Coronavirus. Festa per i 18 anni in villa a Treviso, tra musica e amici

Una festa vietata si è svolta in una villa a Castelfranco Veneto, provincia di Treviso, malgrado i divieti imposti per il Coronavirus

Se una parte dei cittadini continua a rispettare i divieti anti Coronavirus, un’altra è pronta a violarli, come nel caso della festa vietata per i 18 anni, che si è svolta in una villa a Castelfranco Veneto, in provincia di Treviso. Una vicenda denunciata da Il Gazzettino.

La comitiva non è stata molto attenta, visto che qualcuno di loro ha postato una foto comparsa su Instagram, per mostrare a coloro che non erano presenti, come era andata la festa. Una disattenzione che è costata a tutti i partecipanti della festa.

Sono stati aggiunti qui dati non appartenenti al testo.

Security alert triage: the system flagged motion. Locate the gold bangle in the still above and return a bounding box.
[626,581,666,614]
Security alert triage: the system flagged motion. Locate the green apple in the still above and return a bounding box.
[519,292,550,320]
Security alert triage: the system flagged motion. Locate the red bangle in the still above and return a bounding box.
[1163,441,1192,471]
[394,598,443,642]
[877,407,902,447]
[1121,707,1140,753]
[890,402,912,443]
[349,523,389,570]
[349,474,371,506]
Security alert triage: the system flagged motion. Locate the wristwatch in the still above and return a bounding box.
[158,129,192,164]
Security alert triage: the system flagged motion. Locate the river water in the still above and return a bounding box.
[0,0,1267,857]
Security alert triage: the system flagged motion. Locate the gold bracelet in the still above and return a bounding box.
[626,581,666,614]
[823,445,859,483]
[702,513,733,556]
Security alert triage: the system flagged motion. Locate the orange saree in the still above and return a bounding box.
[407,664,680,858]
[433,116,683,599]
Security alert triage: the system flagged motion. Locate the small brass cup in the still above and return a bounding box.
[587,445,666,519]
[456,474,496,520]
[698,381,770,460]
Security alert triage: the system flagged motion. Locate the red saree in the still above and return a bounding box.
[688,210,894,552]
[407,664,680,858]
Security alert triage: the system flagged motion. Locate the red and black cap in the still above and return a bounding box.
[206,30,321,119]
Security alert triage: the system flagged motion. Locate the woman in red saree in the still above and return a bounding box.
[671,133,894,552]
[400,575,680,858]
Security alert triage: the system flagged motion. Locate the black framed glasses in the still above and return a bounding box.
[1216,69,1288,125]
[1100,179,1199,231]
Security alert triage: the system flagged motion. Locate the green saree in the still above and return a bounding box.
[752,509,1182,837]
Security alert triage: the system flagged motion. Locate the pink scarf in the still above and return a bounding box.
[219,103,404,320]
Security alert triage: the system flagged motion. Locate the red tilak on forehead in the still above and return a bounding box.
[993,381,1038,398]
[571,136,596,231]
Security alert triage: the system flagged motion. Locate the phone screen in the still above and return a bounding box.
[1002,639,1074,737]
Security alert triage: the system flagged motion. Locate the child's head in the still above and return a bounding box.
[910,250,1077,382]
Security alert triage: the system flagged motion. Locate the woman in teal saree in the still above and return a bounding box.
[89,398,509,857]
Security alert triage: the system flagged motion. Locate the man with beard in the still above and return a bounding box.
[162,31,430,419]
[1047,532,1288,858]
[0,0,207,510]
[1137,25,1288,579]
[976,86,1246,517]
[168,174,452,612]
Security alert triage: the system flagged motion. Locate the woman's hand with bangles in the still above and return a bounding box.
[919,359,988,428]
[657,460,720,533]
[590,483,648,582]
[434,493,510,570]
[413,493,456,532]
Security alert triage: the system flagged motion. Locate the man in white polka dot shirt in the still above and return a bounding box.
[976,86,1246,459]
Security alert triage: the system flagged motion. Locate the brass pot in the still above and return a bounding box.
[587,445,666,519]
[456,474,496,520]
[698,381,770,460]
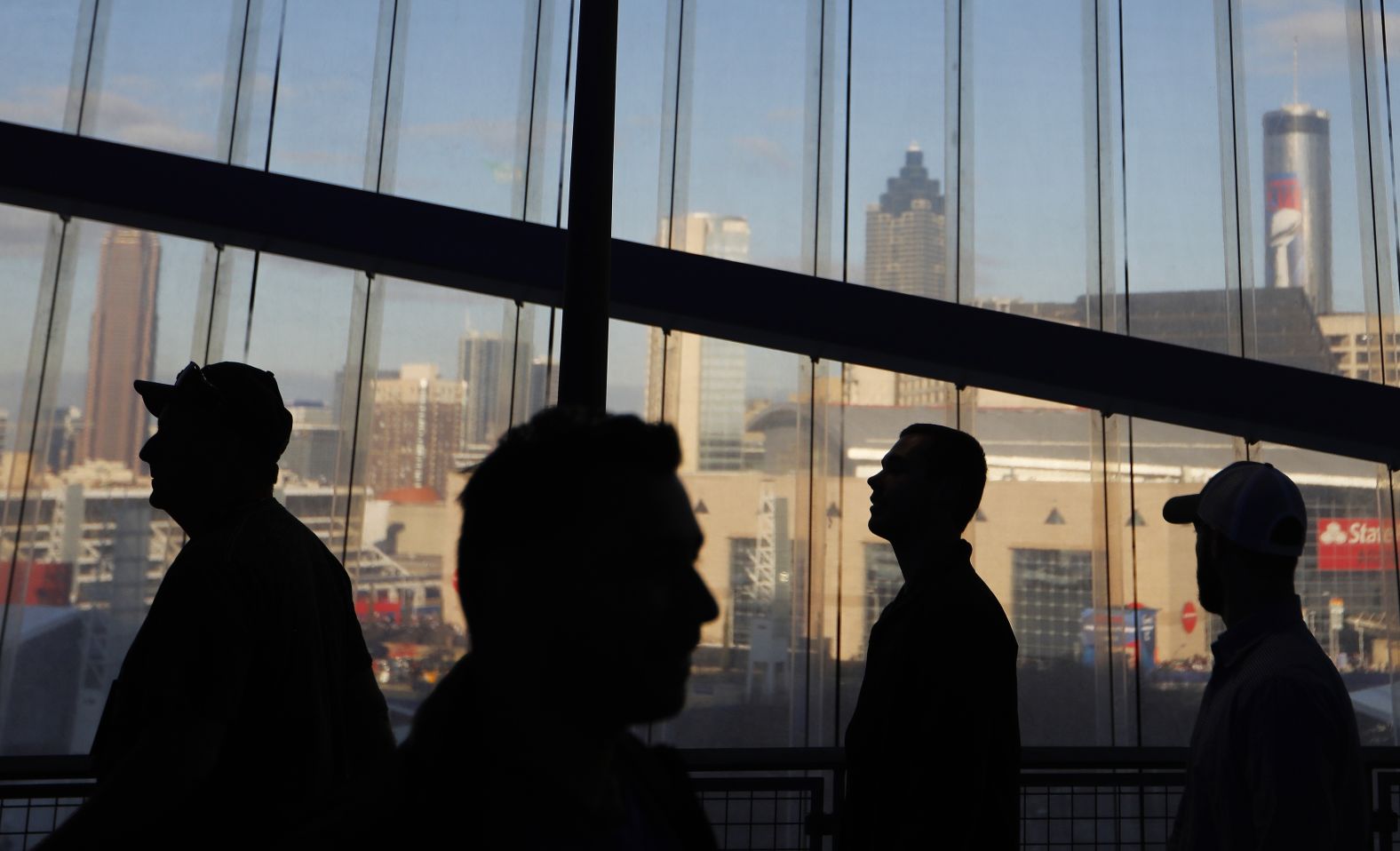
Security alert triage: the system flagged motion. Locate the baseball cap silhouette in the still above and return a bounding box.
[133,362,291,464]
[1162,460,1308,557]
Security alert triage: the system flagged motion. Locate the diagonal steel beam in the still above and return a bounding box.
[0,123,1400,467]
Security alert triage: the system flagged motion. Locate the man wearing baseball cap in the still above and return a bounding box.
[44,362,394,848]
[1162,460,1371,851]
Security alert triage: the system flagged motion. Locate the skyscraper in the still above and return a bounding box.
[1264,95,1332,314]
[457,331,535,447]
[367,364,466,497]
[78,228,161,470]
[865,144,956,301]
[647,213,749,470]
[865,144,958,406]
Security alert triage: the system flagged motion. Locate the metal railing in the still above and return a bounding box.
[8,747,1400,851]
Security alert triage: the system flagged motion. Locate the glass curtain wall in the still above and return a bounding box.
[0,0,1400,753]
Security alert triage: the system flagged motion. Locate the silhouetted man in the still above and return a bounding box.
[42,362,394,848]
[1162,460,1371,851]
[392,409,718,851]
[841,424,1021,851]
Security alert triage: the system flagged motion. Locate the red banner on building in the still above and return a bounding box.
[1317,516,1393,569]
[0,559,73,606]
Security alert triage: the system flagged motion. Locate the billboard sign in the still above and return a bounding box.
[1264,172,1308,287]
[1316,516,1393,571]
[1079,606,1157,671]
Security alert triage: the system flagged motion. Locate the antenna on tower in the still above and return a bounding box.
[1293,35,1302,104]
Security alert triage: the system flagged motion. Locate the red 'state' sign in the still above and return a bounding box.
[1316,516,1392,569]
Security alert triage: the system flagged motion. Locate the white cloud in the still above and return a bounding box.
[732,136,794,170]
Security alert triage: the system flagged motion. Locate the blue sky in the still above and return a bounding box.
[0,0,1400,422]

Infatti si è avviata un’indagine. Per non aver rispettato le restrizioni, non solo la festeggiata e la sua famiglia, ma anche gli amici che si sono spostati in città senza un valido motivo, sono nei guai.

Una decina di ragazzi ha partecipato infatti sabato sera alla canonica festa dei 18 anni, malgrado le norme anti Coronavirus.

Con cena, musica e divertimenti di vario tipo in giardino. Il tutto si è svolto dimenticando le limitazioni imposte dalla pandemia.

Festa per i 18 anni

Festa per i 18 anni che non tiene conto delle misure restrittive anti Coronavirus

Inoltre i partecipanti alla festa, non si sono curati di mettere in atto le misure di protezione individuale.

Così si sono lasciati andare ai festeggiamenti senza indossare le mascherine ed i guanti, o mantenere le distanze.

A queste violazioni delle misure anti Coronavirus nel corso della festa per i 18 anni si deve aggiungere poi la creazione di assembramenti.

La festa privata e segreta che doveva rimanere tale, per un eccesso di esibizionismo social è finita per essere segnalata alle autorità competenti.

Ora è diventata di dominio pubblico attirando non solo critiche ma anche disappunto.

Non solo perché chi ha partecipato alla festa vietata per i 18 anni non ha mostrato rispetto per la situazione di emergenza, e per le vittime del Coronavirus. Ma anche perché si sono violate con facilità le prescrizioni in vigore.

Non si può poi non sottolineare il rischio a cui i partecipanti si sono esposti in prima persona.

A cui si somma un ulteriore rischio: portare presso i loro nuclei familiari un eventuale contagio.

Tali preoccupazioni sul rischio di diffusione del Coronavirus non hanno sfiorato chi ha dato il via libera alla festa per i 18 anni, e chi ha aderito.